Parmi les images de l’opération et les détails fournis par les autorités, qui auraient effectué dans ce cadre la plus grande saisie de cocaïne de tous les temps, et les 35 des 300 ballots de cette drogue qui ont été perdus dans l’océan Atlantique, la police judiciaire s’est dite « surprise » par la quantité de drogue qui était transportée d’Amérique du Sud pour entrer dans les circuits de distribution de « plusieurs pays » européens.
Le bateau était « technologique », bien que « artisanal »
Au cours des derniers mois, il s’agissait du troisième sous-marin détecté avec de tels objectifs par les autorités, mais ce qui distingue cette opération des deux autres est réellement la quantité à bord.
« La quantité en elle-même nous a surpris. Nous ne nous attendions sûrement pas à trouver autant de drogue sur ce bateau », a révélé lors d’une conférence de presse ce dimanche après-midi le directeur de l’Unité nationale de lutte contre le trafic de stupéfiants (UNCTE) de la PJ, Artur Vaz.
Selon le responsable de la PJ, ce sous-marin n’est pas « archaïque », mais est une « construction artisanale » avec beaucoup de technologie, permettant de stocker de grandes quantités de drogue.
« C’est un bateau qui a la capacité de traverser l’Atlantique de manière discrète », a-t-il indiqué, révélant que les propres caractéristiques de ce bateau rendent le travail des autorités difficile. Il a expliqué : « Seulement une partie du bateau émerge de l’eau. Même les matériaux et les peintures rendent la détection extrêmement difficile. Il se confond beaucoup dans l’eau et dans des conditions de mer défavorables [comme celles rencontrées pendant l’opération], tout est devenu encore plus difficile. »
En renforçant le fait que la quantité de drogue à bord était effectivement « surprenante », Artur Vaz a souligné : « Au cours de ces dix derniers mois environ, c’est le troisième détecté et intercepté. D’autres transportaient des quantités moindres, et c’est en effet la première fois que nous nous confrontons à une telle quantité à l’intérieur d’un bateau de ce type. C’est pourquoi nous avons été surpris par le volume élevé de drogue transporté. »
En rappelant que le semi-submersible a coulé, et qu’il a été possible de retirer les quatre personnes avant que cela ne se produise, le responsable de la PJ a expliqué que ce dernier avait des compartiments plus grands, augmentant ainsi sa capacité à transporter de la cocaïne.
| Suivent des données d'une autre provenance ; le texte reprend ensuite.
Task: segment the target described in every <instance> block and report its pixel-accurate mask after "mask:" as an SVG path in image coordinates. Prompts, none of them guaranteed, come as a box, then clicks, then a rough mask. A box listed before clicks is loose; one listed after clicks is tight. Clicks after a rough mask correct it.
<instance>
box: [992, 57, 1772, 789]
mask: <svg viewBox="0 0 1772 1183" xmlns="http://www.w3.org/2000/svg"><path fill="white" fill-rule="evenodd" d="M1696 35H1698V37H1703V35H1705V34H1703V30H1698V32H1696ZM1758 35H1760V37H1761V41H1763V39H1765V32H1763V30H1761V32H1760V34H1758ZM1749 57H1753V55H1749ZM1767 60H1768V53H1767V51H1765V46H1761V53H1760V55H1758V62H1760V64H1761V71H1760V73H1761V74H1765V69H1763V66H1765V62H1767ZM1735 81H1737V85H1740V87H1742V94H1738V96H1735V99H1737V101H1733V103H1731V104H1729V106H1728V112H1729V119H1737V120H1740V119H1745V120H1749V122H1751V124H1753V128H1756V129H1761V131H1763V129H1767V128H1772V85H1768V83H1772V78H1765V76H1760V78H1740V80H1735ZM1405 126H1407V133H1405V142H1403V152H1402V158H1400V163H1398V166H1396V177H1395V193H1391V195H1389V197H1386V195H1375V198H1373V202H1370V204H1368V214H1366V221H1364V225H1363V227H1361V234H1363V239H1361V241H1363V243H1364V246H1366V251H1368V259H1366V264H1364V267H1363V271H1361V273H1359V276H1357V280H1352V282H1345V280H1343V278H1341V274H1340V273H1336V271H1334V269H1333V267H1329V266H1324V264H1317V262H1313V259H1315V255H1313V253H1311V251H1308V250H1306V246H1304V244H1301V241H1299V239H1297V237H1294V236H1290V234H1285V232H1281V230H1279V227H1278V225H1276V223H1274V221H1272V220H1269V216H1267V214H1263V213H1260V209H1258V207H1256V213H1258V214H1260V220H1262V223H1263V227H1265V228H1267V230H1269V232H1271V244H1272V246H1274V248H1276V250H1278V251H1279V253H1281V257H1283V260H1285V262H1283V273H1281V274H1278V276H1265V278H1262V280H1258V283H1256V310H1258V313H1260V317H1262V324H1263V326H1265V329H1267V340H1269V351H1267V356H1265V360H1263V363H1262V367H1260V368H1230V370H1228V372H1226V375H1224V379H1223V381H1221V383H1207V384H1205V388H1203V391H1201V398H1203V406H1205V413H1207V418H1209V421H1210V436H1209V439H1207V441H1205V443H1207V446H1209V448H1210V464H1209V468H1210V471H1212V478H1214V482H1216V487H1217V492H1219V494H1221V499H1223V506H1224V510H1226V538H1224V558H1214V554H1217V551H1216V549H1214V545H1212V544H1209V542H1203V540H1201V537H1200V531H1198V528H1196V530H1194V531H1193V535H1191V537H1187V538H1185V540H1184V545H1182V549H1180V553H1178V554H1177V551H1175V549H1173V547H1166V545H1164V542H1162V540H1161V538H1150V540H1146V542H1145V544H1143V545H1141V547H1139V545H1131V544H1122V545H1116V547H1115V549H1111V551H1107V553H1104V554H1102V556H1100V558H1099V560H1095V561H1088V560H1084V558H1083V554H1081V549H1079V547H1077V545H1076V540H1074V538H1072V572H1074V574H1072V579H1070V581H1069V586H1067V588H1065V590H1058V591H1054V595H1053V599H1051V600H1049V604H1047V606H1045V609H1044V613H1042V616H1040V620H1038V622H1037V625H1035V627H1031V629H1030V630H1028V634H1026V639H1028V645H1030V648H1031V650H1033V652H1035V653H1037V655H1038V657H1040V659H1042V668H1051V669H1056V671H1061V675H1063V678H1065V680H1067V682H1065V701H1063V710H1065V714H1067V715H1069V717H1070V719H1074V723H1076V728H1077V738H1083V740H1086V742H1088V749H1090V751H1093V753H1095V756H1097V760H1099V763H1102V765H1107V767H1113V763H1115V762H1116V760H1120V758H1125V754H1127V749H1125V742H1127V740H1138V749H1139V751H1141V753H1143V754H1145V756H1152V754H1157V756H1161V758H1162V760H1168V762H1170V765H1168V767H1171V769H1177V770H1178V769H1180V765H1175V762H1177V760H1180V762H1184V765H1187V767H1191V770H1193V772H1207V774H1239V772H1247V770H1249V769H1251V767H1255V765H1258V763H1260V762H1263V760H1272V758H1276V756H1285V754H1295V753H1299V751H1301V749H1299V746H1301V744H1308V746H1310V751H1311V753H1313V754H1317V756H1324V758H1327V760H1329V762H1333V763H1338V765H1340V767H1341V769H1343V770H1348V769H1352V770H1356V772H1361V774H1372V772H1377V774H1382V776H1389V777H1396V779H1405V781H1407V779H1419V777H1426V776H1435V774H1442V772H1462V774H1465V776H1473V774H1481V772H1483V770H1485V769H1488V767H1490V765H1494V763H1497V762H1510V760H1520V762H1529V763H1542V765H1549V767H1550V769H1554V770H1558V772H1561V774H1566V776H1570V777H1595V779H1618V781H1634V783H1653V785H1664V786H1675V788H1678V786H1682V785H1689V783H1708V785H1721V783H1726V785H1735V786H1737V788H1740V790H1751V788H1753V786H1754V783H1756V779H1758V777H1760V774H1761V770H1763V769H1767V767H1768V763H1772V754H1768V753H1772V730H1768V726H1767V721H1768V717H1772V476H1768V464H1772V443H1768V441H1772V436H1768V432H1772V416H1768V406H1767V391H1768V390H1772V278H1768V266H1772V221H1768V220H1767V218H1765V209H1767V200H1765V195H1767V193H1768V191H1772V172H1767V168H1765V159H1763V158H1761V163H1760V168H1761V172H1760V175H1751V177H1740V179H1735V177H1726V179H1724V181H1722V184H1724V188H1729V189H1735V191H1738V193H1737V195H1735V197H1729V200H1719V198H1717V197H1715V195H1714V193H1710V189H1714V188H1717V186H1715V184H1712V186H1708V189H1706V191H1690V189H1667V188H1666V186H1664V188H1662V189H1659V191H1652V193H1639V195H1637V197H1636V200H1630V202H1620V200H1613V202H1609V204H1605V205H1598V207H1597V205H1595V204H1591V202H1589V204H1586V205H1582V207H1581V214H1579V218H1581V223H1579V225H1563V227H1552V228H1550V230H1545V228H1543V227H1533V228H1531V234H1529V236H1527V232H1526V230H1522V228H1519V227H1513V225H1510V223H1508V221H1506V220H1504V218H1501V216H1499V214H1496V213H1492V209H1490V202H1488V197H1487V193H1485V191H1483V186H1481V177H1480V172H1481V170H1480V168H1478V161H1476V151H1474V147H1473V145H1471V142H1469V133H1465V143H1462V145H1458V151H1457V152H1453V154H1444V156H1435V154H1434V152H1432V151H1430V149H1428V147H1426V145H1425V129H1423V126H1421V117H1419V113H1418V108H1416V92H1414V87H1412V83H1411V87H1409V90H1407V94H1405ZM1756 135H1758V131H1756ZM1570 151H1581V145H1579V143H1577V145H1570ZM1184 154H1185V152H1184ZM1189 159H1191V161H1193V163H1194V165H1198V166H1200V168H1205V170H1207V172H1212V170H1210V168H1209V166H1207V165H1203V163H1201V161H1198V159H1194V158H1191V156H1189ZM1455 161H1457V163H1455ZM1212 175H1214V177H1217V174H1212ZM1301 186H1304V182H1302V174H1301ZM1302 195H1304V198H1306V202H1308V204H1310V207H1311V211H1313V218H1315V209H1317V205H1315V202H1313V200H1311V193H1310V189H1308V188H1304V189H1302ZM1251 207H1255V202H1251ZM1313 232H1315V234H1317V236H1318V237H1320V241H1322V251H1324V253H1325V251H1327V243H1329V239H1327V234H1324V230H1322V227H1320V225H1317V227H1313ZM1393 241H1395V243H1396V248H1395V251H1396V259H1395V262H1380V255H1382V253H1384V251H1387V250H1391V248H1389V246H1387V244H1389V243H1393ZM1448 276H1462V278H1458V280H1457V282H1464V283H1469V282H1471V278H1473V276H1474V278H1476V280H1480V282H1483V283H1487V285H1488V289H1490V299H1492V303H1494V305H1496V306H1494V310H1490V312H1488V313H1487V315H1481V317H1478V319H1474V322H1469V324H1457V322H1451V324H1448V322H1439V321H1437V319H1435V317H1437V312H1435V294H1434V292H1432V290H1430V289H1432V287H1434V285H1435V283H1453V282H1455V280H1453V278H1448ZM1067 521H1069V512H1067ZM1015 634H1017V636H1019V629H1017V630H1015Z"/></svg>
« Ces dernières années, on a constaté une augmentation significative de la production de cocaïne en Amérique latine et de la consommation en Europe. D’où cette augmentation du trafic », a-t-il déclaré, qualifiant le marché européen de « lucratif » pour ces organisations de trafic de drogue.
Dans la matinée de ce dimanche, la PJ a émis un communiqué expliquant que l’Opération Adamastor, telle qu’elle a été nommée, a débuté ces derniers jours grâce à la « collaboration étroite et à l’articulation de la police judiciaire avec les autorités des États-Unis – DEA (Drug Enforcement Administration) et JIATF-S (Joint Interagency Task Force South), ainsi que du Royaume-Uni – NCA (National Crime Agency), dans le cadre du MAOC-N (Centre d’analyse et d’opérations maritimes – Stupéfiants) ». L’opération a également bénéficié du soutien du Département d’enquête criminelle des Açores de la PJ.
L’enquête est poursuivie par la PJ, en coordination avec des autorités partenaires d’autres pays, dans le cadre d’une enquête menée par le DIAP du Comté des Açores.